First, in the oxymercuration step, mercuric acetate ($Hg(OAc{)}_2$) reacts with an alkene and water to form a mercurinium ion intermediate. This is followed by the attack of water, adding an OH group in a Markovnikov fashion, typically on the more substituted carbon.
This step does not involve the formation of an actual carbon cation, which makes it free of rearrangement issues, leading to a more predictable product.
The subsequent reduction stage involves sodium borohydride ($NaB{H}_4$), which reduces the organomercury compound to yield an alcohol.

• Yields secondary alcohols in most cases.
• Favored for its predictability and reliability.
• Suitable for complex molecule synthesis due to non-rearranging reaction.

This method is essential in organic synthesis, offering a robust way to convert alkenes to alcohols under controlled conditions.

Hydration Reaction

A hydration reaction involves the addition of water ($H_{2}O$) to a substrate, such as an alkene, resulting in an alcohol. It's one of the most fundamental types of reactions in organic chemistry.
The acid-catalyzed hydration is a common method for adding water across an alkene's double bond, turning it into alcohol, often following the Markovnikov rule. This happens with the use of acids like sulfuric acid ($H_{2}S{O}_4$), where the double bond reacts to form a carbocation intermediate, which then captures a water molecule.
While convenient, direct hydration often results in secondary alcohols due to Markovnikov addition and can be prone to carbocation rearrangements.

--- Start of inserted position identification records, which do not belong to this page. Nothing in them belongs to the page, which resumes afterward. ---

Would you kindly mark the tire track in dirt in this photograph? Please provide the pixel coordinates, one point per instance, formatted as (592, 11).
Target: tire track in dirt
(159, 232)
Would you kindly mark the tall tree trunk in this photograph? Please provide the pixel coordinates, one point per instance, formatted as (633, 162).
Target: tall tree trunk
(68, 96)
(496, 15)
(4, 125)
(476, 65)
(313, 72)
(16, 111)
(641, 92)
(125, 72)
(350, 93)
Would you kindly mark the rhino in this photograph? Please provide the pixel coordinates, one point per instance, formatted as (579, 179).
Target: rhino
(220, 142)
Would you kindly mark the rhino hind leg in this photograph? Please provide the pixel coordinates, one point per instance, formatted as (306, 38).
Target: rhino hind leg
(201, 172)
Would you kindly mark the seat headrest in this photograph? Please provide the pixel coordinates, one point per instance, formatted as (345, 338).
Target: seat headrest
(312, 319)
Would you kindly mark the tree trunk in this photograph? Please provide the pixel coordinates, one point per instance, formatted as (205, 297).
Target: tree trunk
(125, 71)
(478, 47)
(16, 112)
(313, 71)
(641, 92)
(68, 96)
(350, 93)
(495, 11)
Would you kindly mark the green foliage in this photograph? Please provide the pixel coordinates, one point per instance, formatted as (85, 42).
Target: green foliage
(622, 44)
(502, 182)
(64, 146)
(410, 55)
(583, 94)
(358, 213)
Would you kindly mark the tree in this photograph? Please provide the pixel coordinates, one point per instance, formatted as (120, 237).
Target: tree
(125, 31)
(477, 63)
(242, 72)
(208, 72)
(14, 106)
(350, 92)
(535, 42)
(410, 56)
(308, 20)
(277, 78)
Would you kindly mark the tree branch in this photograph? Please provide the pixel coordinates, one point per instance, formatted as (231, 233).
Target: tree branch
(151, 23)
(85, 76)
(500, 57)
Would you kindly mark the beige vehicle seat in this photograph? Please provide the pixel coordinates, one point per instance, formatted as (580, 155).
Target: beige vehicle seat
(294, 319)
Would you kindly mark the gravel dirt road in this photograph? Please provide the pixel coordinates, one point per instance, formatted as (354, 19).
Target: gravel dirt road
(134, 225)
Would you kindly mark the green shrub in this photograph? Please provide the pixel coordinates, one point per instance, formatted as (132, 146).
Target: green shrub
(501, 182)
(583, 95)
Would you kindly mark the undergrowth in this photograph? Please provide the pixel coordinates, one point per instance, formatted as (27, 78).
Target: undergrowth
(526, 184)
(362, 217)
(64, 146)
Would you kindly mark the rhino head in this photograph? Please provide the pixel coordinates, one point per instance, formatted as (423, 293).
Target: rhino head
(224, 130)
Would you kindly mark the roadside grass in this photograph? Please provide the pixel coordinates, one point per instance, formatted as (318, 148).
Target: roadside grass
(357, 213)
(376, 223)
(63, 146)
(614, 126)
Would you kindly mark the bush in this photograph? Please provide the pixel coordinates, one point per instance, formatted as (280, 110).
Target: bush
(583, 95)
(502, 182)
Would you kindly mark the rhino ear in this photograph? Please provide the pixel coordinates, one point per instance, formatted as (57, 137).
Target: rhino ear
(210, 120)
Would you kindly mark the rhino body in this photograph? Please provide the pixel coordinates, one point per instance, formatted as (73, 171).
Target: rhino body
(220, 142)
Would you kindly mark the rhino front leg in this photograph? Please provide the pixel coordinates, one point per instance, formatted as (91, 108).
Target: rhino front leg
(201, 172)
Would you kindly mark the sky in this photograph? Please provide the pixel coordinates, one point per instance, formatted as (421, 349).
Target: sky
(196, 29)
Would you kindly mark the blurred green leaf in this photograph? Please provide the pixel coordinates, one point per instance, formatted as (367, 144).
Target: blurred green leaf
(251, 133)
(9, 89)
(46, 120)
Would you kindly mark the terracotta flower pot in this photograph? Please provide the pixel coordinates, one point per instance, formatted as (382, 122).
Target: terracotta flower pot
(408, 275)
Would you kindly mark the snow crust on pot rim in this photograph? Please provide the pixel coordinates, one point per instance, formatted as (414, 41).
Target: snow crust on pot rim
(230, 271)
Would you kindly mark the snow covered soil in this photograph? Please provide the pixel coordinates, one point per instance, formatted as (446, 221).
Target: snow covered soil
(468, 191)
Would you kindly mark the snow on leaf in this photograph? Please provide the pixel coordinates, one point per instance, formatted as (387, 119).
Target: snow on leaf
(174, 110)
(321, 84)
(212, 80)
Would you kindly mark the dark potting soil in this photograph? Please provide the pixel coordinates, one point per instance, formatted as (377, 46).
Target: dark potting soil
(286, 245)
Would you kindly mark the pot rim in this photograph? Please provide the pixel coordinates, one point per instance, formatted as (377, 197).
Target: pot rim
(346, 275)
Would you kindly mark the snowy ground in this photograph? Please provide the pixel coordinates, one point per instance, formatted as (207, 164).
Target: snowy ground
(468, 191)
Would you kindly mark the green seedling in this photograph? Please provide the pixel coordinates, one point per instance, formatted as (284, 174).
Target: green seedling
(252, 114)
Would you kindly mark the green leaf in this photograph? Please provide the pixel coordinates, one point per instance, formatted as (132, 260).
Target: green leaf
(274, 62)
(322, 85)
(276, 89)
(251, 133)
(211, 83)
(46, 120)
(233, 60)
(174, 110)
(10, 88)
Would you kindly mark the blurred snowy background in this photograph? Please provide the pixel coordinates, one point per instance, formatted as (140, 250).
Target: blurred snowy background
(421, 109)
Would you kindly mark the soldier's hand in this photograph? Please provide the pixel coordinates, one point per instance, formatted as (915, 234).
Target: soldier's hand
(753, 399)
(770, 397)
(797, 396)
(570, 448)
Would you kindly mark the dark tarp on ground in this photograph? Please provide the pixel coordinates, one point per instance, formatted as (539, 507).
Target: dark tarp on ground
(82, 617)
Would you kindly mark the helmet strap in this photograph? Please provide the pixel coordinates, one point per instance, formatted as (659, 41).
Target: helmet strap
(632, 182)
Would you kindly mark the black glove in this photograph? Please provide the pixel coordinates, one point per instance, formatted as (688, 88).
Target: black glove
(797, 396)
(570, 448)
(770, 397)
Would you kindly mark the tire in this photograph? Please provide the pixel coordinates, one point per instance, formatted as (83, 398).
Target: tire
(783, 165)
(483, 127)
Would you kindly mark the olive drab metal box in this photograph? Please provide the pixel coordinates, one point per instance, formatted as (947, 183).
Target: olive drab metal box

• Involves simple reagents, typically acids and water.
• Often leads to secondary alcohols due to predictable carbocation intermediate formation.
• Not suitable for producing certain primary alcohols like propan-1-ol from propene.

Understanding hydration reactions provides insight into the dynamics of alcohol formation and is pivotal in synthetic strategies where alcohols are desired end products.